Nobody thinks man evolved from monkey, that is a straw man.

Monkeys and humans are physiologically similar, it's not surprising at all that a culture would develop mythology involving man -> monkey transformations. And I'm sure that exists outside of abrahamic mythology as well

anonymousDan•8mo ago
I love the passion and bitchiness of the researchers.
ggm•8mo ago
As a story arc for a forthcoming film? Sure. But I'm reminded of the comp sci aphorism: physics advanced by standing on the shoulders of giants.. CS by standing on each other's toes.
defrost•7mo ago
Albeit that standing on the shoulders of giants was a primo bitchy jab that likened Robert Hooke to a dwarf who rode on the shoulders of true giants.

https://www.themarginalian.org/2016/02/16/newton-standing-on...

https://www.amazon.com/Shoulders-Giants-Shandean-Postscript/...

throwaway422432•7mo ago
Max Planck's "Science advances one funeral at a time" could be applied here.
bell-cot•7mo ago
In a way, yes.

OTOH, they seem like the sort of odious, dysfunctional elites who the French claim to have purged back in the 1790's.

renewiltord•7mo ago
Heartwarming in that it’s just scientific misconduct for that age old desire: fame. Much better than the case of the Australian fossils whose knowledge will be lost because of politics.
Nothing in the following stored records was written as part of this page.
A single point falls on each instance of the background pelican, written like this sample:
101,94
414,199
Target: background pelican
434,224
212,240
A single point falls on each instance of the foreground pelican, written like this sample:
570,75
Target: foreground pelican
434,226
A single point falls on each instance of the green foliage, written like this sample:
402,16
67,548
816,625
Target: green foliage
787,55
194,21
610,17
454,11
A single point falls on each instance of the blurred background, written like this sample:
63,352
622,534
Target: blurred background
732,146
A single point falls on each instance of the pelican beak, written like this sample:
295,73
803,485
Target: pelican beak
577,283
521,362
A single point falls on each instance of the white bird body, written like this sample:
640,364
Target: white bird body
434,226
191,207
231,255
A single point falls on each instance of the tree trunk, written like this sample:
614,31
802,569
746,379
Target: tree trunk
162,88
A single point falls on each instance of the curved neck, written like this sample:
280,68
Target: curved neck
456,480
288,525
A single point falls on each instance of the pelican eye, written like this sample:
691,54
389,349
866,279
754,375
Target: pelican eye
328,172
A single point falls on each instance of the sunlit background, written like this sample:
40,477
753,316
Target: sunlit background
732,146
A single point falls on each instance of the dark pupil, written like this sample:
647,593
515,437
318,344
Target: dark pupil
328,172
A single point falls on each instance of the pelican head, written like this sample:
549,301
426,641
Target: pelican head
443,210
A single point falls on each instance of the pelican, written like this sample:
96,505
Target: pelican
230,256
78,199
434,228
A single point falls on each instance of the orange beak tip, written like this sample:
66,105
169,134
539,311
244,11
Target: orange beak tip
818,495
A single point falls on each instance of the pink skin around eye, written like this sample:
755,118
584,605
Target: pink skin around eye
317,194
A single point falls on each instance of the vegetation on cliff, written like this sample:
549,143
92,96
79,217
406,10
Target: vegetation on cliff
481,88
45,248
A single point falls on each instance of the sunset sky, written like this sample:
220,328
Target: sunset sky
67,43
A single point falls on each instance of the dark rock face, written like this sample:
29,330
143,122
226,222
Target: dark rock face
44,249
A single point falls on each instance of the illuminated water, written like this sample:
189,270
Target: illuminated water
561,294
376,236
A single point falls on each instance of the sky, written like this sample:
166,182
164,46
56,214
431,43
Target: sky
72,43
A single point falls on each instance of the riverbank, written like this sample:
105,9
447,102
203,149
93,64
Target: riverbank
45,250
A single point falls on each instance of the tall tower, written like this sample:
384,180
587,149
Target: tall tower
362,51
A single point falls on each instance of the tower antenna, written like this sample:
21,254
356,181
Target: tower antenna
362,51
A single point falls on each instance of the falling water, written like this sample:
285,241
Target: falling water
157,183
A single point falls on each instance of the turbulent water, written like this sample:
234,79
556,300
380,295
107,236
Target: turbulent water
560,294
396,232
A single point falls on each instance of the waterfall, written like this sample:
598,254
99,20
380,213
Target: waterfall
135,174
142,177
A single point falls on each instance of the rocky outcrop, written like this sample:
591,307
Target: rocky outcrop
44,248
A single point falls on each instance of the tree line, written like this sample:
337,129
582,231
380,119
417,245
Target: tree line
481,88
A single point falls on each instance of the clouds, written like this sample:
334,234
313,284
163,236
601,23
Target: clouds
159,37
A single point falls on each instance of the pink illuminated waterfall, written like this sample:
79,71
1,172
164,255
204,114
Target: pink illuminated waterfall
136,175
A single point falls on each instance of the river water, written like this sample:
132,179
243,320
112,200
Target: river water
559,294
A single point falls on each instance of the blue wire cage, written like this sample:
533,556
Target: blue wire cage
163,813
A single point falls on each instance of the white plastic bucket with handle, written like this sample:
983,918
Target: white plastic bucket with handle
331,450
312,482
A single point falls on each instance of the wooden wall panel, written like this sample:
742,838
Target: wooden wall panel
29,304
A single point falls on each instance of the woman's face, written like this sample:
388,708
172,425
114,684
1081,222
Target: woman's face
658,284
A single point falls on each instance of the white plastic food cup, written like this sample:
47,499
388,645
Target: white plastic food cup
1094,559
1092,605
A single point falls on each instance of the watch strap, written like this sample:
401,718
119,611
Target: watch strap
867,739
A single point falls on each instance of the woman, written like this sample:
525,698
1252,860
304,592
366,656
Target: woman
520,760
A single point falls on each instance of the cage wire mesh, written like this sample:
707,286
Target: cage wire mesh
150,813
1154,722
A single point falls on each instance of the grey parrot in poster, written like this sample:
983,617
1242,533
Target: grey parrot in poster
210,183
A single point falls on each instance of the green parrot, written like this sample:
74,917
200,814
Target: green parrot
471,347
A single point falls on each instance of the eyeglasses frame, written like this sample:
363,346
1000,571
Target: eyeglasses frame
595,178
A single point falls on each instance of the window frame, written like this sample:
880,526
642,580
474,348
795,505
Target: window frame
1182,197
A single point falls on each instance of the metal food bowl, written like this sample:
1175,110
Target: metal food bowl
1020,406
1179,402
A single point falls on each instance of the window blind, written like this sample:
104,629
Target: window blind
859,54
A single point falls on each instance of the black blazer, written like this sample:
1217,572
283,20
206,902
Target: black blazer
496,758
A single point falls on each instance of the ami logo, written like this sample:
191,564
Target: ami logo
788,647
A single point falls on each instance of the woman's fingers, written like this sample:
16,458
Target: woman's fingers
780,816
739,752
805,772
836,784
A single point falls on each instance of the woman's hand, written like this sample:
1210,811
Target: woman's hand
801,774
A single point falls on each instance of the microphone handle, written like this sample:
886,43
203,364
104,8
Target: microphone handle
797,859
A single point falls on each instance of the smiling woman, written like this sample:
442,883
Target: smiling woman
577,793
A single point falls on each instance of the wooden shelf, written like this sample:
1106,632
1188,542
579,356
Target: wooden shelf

If only because the eventual movie will be entertaining.

sashank_1509•7mo ago
One of the best recent articles I’ve read, a vivid picture of paleontology research. Science needs more big personalities and disputes, in its mysterious way it actually advances science
bell-cot•7mo ago
> Science needs more ...

From my read of the article, those big personalities were lording over a pretty dysfunctional and toxic workplace. At least from the expendable juniors' PoV.

shellfishgene•7mo ago
Indeed, I've come across enough of those kinds of researchers, scientific knowledge comes a distant second on the list of priorities to bolstering their own ego.
andrewflnr•7mo ago
If they can't admit when they're wrong and start sabotaging people's careers over it, it's not advancing science.
IAmBroom•7mo ago
I know someone who worked for the archaeologist who uncovered the then-oldest human tools in the Americas (the first pre-Clovis finds, IIRC).

He was ... unusual. My friend once spent an entire day hiding in their car at the worksite, because he was onsite that day, and they forgot to bring duct tape to cover their shoes. Shoes had to be fresh-wrapped in duct tape to prevent anything modern from dropping out of the treads onto the excavation floor.

You can ask lots of logical questions... "Why didn't they just...?" Answer: because the famous archaeologist was a nutbag, and controlled the worksite as his own personal absolute fiefdom. OTOH, if someone ever found a miniscule piece of glass at the 15,000YA level in that dig (as an example), his reputation would strengthen the dating.

That being said... his success was undeniable. Could he have done it, AND been less of a nutbag? Probably. But we don't live in Dr. Strange's multiverse.